The week ahead will be light on economic indicators and heavy on executive orders (EOs). While the markets are closed on Monday for MLK Day, President Donald Trump was inaugurated into office for his second term. Out of the gate, Trump 2.0 is likely to target tariff, immigration, regulatory, energy, and cultural issues with a deluge of EOs.
Bitcoin might get a huge boost this week if Trump issues an EO on setting up a strategic Bitcoin reserve. Launched Friday night, Trump's so-called "memecoin" surged from less than $10 on Saturday morning to $74.59 before giving up some of its gains on Monday.
The Chinese stock market might react negatively to EOs that impose a big increase in tariffs on China. Any volatile pullbacks in the US stock market on the implementation of widespread tariffs are likely to be short-term buying opportunities. EOs aimed at deregulating business are likely to be bullish for stocks. Banks come to mind as potentially significant winners.
Stock prices rallied during the first 100 days of Trump 1.0 and should do so again during the first 100 days of Trump 2.0 (chart). Anything is possible this week. Maybe Meta (NASDAQ:META) will buy TikTok? Who knows?

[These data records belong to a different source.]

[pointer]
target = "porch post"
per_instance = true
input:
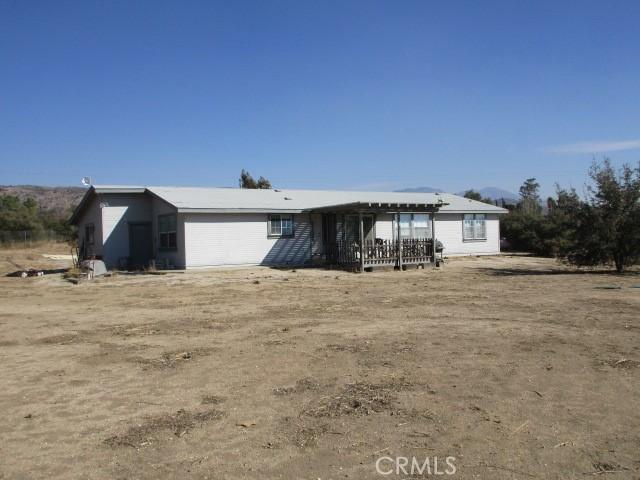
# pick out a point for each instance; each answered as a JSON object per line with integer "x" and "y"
{"x": 399, "y": 241}
{"x": 433, "y": 237}
{"x": 361, "y": 242}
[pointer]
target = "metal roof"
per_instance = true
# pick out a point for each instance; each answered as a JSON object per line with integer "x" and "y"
{"x": 222, "y": 200}
{"x": 198, "y": 199}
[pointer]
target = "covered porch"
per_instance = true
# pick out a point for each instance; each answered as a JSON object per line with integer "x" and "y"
{"x": 349, "y": 237}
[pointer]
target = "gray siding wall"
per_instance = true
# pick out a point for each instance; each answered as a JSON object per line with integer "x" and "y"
{"x": 91, "y": 215}
{"x": 175, "y": 257}
{"x": 118, "y": 210}
{"x": 220, "y": 239}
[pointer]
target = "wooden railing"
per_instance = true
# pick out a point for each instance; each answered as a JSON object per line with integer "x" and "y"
{"x": 380, "y": 253}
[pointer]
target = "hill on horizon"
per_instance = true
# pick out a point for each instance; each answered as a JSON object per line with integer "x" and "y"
{"x": 494, "y": 193}
{"x": 421, "y": 190}
{"x": 60, "y": 200}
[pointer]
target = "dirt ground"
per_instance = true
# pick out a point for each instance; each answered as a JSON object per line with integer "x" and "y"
{"x": 517, "y": 367}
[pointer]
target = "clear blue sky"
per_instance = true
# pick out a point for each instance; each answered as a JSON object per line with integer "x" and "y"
{"x": 351, "y": 95}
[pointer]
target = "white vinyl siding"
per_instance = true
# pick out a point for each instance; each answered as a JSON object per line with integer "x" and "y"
{"x": 227, "y": 239}
{"x": 415, "y": 225}
{"x": 280, "y": 225}
{"x": 449, "y": 230}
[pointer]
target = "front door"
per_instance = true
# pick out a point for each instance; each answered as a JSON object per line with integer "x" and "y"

Here's more on what to expect from the week ahead:
1. Tariffs
The costs of higher tariffs include potentially higher prices for American consumers. If the dollar strengthens on higher tariffs, as we expect, then foreign exporters might pay the price in lower revenues in their local currency. If tariffs lead to expanded capacity in the US, that could be disinflationary. US industrial production and capacity have been flat since China entered the World Trade Organization and took advantage of its liberal trading system (chart).
Supply chains are in much better shape today than before the pandemic. In the Fed's January Beige Book, firms in both the Atlanta and Boston regional areas said that diversified supply chains can offset tariffs.

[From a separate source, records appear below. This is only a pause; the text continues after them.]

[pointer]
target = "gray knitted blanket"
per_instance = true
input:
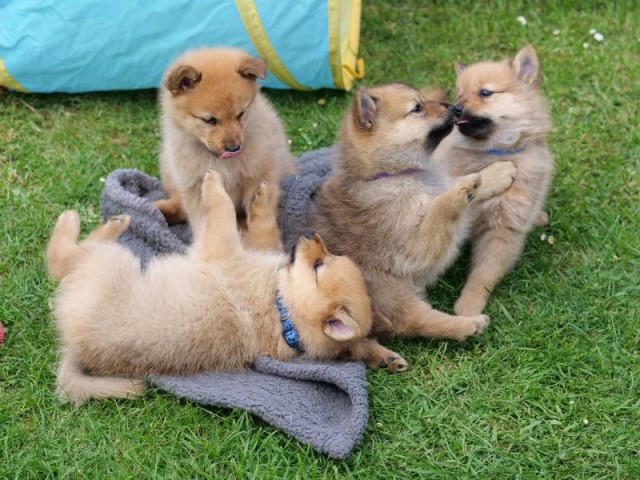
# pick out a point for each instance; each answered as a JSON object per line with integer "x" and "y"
{"x": 321, "y": 404}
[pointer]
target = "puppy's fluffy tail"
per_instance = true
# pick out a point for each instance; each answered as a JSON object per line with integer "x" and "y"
{"x": 76, "y": 386}
{"x": 63, "y": 246}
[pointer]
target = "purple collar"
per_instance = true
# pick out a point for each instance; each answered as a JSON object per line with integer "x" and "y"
{"x": 387, "y": 174}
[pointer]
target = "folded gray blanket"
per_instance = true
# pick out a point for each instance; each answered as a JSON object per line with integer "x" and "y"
{"x": 321, "y": 404}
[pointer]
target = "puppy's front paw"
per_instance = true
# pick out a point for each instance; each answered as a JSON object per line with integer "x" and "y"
{"x": 212, "y": 188}
{"x": 394, "y": 364}
{"x": 541, "y": 220}
{"x": 259, "y": 204}
{"x": 468, "y": 187}
{"x": 118, "y": 224}
{"x": 504, "y": 174}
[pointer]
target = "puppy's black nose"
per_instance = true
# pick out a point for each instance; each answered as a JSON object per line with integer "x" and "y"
{"x": 456, "y": 109}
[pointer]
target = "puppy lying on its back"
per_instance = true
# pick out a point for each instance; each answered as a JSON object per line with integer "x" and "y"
{"x": 500, "y": 115}
{"x": 214, "y": 117}
{"x": 398, "y": 217}
{"x": 218, "y": 308}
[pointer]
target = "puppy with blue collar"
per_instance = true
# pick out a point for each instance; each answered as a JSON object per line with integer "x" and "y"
{"x": 219, "y": 307}
{"x": 500, "y": 116}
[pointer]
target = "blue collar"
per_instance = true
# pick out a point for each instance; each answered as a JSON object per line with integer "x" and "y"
{"x": 503, "y": 153}
{"x": 289, "y": 331}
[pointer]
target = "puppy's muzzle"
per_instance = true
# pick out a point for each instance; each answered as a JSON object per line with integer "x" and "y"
{"x": 456, "y": 109}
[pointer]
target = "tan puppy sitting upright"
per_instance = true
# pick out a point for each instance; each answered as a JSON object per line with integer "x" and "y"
{"x": 400, "y": 218}
{"x": 214, "y": 117}
{"x": 500, "y": 115}
{"x": 217, "y": 308}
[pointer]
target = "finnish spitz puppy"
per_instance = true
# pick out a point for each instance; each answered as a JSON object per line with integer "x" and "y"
{"x": 500, "y": 115}
{"x": 400, "y": 218}
{"x": 217, "y": 308}
{"x": 214, "y": 117}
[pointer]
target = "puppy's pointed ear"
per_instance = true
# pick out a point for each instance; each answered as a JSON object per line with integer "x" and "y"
{"x": 342, "y": 327}
{"x": 182, "y": 78}
{"x": 527, "y": 66}
{"x": 365, "y": 109}
{"x": 252, "y": 68}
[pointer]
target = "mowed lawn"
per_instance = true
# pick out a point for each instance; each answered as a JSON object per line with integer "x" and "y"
{"x": 552, "y": 388}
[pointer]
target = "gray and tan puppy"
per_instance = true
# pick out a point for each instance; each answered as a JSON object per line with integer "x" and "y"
{"x": 500, "y": 115}
{"x": 217, "y": 308}
{"x": 214, "y": 117}
{"x": 398, "y": 217}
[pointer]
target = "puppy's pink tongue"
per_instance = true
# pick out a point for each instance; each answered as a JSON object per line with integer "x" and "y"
{"x": 229, "y": 154}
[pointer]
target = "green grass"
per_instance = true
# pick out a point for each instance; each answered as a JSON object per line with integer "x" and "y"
{"x": 551, "y": 390}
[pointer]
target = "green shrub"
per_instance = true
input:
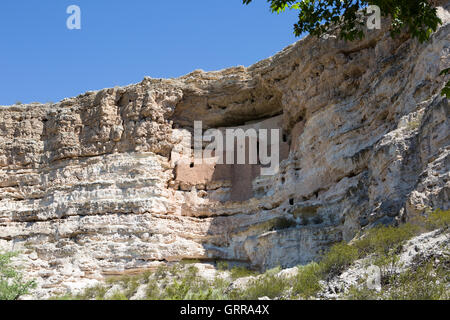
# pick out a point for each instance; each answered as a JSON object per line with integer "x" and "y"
{"x": 12, "y": 285}
{"x": 266, "y": 285}
{"x": 339, "y": 257}
{"x": 424, "y": 283}
{"x": 306, "y": 283}
{"x": 439, "y": 219}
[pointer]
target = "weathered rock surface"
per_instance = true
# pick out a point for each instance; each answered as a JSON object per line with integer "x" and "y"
{"x": 88, "y": 186}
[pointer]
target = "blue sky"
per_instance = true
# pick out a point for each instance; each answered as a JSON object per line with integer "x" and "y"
{"x": 122, "y": 41}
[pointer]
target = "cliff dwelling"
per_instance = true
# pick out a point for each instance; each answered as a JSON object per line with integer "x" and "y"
{"x": 236, "y": 179}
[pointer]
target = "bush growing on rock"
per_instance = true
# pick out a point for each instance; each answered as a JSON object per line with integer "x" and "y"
{"x": 12, "y": 284}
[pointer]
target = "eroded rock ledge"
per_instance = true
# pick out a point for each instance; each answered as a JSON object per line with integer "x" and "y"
{"x": 88, "y": 187}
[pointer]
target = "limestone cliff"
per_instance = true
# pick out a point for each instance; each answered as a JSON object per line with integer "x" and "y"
{"x": 89, "y": 187}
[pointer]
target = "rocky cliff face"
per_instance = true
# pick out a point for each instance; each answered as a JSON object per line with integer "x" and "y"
{"x": 89, "y": 186}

Trump expects that his new External Revenue Service will be a significant source of receipts for the US government once tariffs are raised across the board. An across-the-board tariff of 10% to 20% would bring in revenues of $400 billion to $850 billion annually (chart). That is, if they don't trigger a trade war.

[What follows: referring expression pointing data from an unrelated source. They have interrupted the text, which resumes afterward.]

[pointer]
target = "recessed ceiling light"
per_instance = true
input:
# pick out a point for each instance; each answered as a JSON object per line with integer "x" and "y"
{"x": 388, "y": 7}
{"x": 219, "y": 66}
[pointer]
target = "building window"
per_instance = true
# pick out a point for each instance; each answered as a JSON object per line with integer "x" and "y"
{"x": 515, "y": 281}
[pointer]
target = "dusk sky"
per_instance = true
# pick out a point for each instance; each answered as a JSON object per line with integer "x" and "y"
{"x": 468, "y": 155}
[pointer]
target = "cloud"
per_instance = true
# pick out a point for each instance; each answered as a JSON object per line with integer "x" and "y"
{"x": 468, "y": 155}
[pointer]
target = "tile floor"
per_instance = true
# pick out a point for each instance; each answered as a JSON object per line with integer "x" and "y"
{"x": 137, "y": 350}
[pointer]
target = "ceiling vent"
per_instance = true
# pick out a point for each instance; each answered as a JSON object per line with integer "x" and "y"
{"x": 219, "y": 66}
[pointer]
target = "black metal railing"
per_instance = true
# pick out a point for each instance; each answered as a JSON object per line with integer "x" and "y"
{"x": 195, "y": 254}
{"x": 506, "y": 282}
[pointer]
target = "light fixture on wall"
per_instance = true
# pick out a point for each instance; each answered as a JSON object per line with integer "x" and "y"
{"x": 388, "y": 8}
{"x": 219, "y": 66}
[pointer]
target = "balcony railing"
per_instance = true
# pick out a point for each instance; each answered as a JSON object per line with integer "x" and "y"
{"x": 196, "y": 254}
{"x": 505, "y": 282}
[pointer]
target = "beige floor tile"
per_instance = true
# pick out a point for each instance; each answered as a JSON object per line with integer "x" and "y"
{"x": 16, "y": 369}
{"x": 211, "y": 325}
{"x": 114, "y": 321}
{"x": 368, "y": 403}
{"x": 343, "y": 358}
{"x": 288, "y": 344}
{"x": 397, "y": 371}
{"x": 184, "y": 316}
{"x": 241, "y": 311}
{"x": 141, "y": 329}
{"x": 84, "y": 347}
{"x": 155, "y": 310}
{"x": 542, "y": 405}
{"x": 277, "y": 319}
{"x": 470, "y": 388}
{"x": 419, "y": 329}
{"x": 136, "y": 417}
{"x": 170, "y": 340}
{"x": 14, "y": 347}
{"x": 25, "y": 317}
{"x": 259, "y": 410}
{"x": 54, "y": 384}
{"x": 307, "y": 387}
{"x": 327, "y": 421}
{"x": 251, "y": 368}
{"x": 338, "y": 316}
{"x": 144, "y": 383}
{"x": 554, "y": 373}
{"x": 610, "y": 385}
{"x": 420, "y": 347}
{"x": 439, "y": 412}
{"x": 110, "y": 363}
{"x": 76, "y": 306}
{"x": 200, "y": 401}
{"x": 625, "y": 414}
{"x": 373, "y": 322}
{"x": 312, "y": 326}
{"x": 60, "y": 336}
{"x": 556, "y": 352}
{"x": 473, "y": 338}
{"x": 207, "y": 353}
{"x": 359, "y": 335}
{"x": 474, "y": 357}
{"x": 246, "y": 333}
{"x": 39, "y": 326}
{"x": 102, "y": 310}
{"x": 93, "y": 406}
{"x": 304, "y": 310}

2. Composite cyclical indicators
The index of Coincident Economic Indicators (Tue) likely rose to another record high in December. The index of Leading Economic Indicators (LEI) has misleadingly predicted a recession since late 2021. The LEI is a better indicator of manufacturing production than overall real GDP (chart).
3. Debt ceiling
Without a congressional debt-ceiling deal, incoming US Treasury Secretary Scott Bessent will have to spend down the $641 billion in the Treasury General Account to fund the government (chart). However, with the GOP in full control of DC, Congress should be able to raise or abolish the debt ceiling in short order.